Fortunately, those thoughts are fleeting, allowing us to get back to the daily irritants such as work and television adverts.
Sean Penn’s Sam Bicke has tried his hardest to accept daily routine, to embrace it and succeed. All Sam really wants from life is his family and a good job.
With ideals as simplistic as this, it’s no wonder that his failure to realise the American dream brings about a dark side in Sam, a side that refuses to accept his lot.
His subsequent spiral out of control, played against the backdrop of the Watergate scandal in post-Vietnam America, is a tense, disturbing tale.
As Salesman Bicke flounders around, attempting to rekindle his broken family and construct a business with bank loans that are not forthcoming, apportioning blame becomes his mantra.
Step forward Dickie Nixon, the ultimate salesman. The leader of the country that believes in Bicke’s dream, the man most at fault for the country's failings, and thus, the ideal target for the venting of Bicke's fury.
His efforts to find meaning, such as an ill-advised effort to join the Black Panthers, draw inevitable comparisons to Taxi Driver.

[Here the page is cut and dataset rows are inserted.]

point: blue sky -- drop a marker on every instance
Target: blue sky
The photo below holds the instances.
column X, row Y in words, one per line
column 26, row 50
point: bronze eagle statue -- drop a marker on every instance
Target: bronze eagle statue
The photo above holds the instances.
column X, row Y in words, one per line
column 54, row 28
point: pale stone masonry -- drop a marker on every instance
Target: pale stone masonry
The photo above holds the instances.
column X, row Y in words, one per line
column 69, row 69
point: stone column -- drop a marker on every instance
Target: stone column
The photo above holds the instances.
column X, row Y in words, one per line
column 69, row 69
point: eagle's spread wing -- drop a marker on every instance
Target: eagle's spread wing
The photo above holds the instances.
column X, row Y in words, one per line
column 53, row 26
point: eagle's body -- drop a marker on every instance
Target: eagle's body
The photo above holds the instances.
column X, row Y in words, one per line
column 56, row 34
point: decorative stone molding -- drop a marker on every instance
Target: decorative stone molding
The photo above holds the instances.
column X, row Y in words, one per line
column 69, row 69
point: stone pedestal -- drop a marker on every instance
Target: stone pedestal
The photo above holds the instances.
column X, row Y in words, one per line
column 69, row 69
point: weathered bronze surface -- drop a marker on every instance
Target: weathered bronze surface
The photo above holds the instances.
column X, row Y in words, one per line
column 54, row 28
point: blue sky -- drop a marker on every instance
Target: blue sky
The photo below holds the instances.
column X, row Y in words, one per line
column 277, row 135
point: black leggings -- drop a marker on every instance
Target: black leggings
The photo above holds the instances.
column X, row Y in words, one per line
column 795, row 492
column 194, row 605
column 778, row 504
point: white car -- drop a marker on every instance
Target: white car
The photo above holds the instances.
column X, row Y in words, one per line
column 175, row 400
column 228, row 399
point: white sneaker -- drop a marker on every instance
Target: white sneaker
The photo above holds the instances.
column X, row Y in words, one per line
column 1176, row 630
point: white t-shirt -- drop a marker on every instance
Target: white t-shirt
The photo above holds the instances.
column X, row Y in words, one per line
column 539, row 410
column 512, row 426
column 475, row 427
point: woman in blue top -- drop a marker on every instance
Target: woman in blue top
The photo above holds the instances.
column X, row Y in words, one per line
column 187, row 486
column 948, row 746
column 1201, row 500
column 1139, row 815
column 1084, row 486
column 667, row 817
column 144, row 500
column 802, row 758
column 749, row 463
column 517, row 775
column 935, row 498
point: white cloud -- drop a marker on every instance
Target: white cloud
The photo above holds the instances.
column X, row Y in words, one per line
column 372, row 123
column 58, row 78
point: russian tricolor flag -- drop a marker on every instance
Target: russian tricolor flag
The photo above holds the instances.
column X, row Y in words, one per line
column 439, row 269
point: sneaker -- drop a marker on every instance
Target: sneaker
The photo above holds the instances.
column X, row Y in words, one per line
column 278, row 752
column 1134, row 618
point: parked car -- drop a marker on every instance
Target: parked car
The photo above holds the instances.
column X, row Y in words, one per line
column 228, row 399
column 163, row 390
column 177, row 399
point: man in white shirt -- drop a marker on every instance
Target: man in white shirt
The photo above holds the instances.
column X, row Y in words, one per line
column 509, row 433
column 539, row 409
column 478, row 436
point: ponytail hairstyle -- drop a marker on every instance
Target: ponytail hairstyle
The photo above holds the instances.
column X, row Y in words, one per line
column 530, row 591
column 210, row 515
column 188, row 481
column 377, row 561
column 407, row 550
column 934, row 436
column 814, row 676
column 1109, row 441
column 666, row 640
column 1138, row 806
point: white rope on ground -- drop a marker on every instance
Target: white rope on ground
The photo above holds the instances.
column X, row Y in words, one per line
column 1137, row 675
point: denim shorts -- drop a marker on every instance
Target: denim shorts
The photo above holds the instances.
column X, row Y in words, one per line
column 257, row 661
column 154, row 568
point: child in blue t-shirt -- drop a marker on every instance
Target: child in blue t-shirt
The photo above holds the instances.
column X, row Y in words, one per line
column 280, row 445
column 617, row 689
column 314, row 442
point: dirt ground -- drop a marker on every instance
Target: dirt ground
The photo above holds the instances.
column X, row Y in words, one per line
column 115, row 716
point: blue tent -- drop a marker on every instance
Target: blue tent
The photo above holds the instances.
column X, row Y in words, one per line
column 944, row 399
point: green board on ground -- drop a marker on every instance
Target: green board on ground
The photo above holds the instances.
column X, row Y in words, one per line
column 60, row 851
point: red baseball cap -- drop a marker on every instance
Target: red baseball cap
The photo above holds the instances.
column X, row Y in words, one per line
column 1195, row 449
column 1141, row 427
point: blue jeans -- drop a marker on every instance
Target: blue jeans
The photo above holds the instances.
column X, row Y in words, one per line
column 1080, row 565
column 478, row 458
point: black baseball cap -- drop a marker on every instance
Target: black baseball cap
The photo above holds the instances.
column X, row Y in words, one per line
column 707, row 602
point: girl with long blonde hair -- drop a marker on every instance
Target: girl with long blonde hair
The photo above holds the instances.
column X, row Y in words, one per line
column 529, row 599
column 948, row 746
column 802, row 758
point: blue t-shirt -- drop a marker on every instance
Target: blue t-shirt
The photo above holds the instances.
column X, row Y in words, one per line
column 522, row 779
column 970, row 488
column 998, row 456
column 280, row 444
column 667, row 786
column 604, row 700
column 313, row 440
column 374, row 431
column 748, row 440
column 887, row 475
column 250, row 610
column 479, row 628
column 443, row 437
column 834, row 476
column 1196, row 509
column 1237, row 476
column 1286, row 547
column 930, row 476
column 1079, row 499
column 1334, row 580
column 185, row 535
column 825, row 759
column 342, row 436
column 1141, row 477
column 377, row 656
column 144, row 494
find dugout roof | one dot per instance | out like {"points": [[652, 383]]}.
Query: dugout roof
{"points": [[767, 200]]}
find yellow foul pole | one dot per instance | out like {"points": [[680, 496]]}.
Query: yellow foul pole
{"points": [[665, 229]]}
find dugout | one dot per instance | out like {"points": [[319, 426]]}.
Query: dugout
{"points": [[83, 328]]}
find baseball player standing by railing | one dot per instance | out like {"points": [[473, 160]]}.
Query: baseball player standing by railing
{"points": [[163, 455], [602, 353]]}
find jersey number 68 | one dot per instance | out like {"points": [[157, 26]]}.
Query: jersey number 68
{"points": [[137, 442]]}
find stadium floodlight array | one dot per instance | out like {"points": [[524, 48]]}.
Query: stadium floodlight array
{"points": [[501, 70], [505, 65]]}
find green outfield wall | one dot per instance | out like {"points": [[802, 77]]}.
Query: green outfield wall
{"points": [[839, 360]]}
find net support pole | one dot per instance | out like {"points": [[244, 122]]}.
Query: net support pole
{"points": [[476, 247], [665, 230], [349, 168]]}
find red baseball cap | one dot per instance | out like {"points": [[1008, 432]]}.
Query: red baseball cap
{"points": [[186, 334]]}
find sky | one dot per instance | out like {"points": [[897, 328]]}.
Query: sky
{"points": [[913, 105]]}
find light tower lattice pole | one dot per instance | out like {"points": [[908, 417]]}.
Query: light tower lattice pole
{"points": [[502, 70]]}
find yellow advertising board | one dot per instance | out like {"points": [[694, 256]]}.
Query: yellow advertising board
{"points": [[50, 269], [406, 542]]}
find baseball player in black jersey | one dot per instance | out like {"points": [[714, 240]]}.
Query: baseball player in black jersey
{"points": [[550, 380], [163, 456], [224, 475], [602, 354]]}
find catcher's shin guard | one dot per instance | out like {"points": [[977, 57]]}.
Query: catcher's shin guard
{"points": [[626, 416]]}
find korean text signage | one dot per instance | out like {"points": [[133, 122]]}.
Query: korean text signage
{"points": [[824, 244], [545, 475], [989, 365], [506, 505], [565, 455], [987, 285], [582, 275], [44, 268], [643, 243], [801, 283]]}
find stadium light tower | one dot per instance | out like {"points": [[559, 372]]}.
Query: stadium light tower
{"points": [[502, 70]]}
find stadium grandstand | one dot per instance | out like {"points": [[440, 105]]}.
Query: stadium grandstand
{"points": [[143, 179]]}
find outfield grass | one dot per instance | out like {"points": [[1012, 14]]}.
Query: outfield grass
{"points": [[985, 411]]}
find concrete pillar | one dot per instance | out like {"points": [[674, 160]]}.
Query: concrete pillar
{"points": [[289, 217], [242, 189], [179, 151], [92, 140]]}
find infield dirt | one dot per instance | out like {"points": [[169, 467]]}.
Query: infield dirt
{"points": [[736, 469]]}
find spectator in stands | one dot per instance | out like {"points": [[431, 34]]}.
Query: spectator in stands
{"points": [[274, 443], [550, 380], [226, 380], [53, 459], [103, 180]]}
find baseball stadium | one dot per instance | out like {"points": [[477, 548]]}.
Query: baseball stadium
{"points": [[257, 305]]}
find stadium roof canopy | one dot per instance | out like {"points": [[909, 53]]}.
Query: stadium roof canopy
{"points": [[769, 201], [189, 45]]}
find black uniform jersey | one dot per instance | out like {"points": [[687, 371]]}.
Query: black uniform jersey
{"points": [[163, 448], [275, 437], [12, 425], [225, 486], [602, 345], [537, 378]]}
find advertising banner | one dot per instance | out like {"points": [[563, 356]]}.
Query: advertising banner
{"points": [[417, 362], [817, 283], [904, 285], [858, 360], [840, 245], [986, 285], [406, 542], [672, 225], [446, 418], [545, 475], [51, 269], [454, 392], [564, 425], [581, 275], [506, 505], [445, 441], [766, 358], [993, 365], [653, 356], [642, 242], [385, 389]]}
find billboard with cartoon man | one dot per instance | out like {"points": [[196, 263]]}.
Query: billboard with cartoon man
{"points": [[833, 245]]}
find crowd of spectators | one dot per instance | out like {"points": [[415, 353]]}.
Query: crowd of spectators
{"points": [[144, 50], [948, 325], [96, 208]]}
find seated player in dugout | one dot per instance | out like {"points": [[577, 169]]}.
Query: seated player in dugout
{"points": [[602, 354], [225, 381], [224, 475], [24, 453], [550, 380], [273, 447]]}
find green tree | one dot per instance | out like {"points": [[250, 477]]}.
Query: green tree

But where Travis Bickle failed to find any purpose, and eventually fluked redemption, Penn's Sam is much more specific – vis a vis, the destruction of those in power that failed to supply the goods they promised.
Yet for all his grandiose posturing, the most disturbing scene involves Sam and the family dog, as Sam questions said pet – "You love me, don’t you?" The dog’s lack of response incites the anger in his owner that perhaps he doesn't have the balls to see through elsewhere in life.
The story is based on very real events that could easily have seen a 9/11 style tragedy over 20 years ago as the real-life Sam Byck attempted to hijack an airliner and fly into the White House.
The shocking nature of what could have been adds gravitas to an already powerful story.
It’s a movie that simply would not work if it were not for the dedicated performances from the cast.
Naomi Watts, as Sam's long-suffering wife is utterly convincing, while Penn's own performance is a long way off his Oscar winning turn in Mystic River, showing a maturity in his acting that was surely worthy of Oscar recognition.
However, a lack of Oscar nods removes any underlying pressure on the movie to live up to expectation. Assassination Of Richard Nixon can be a movie that you discovered. A small-scale production that came in under the radar and blew you away.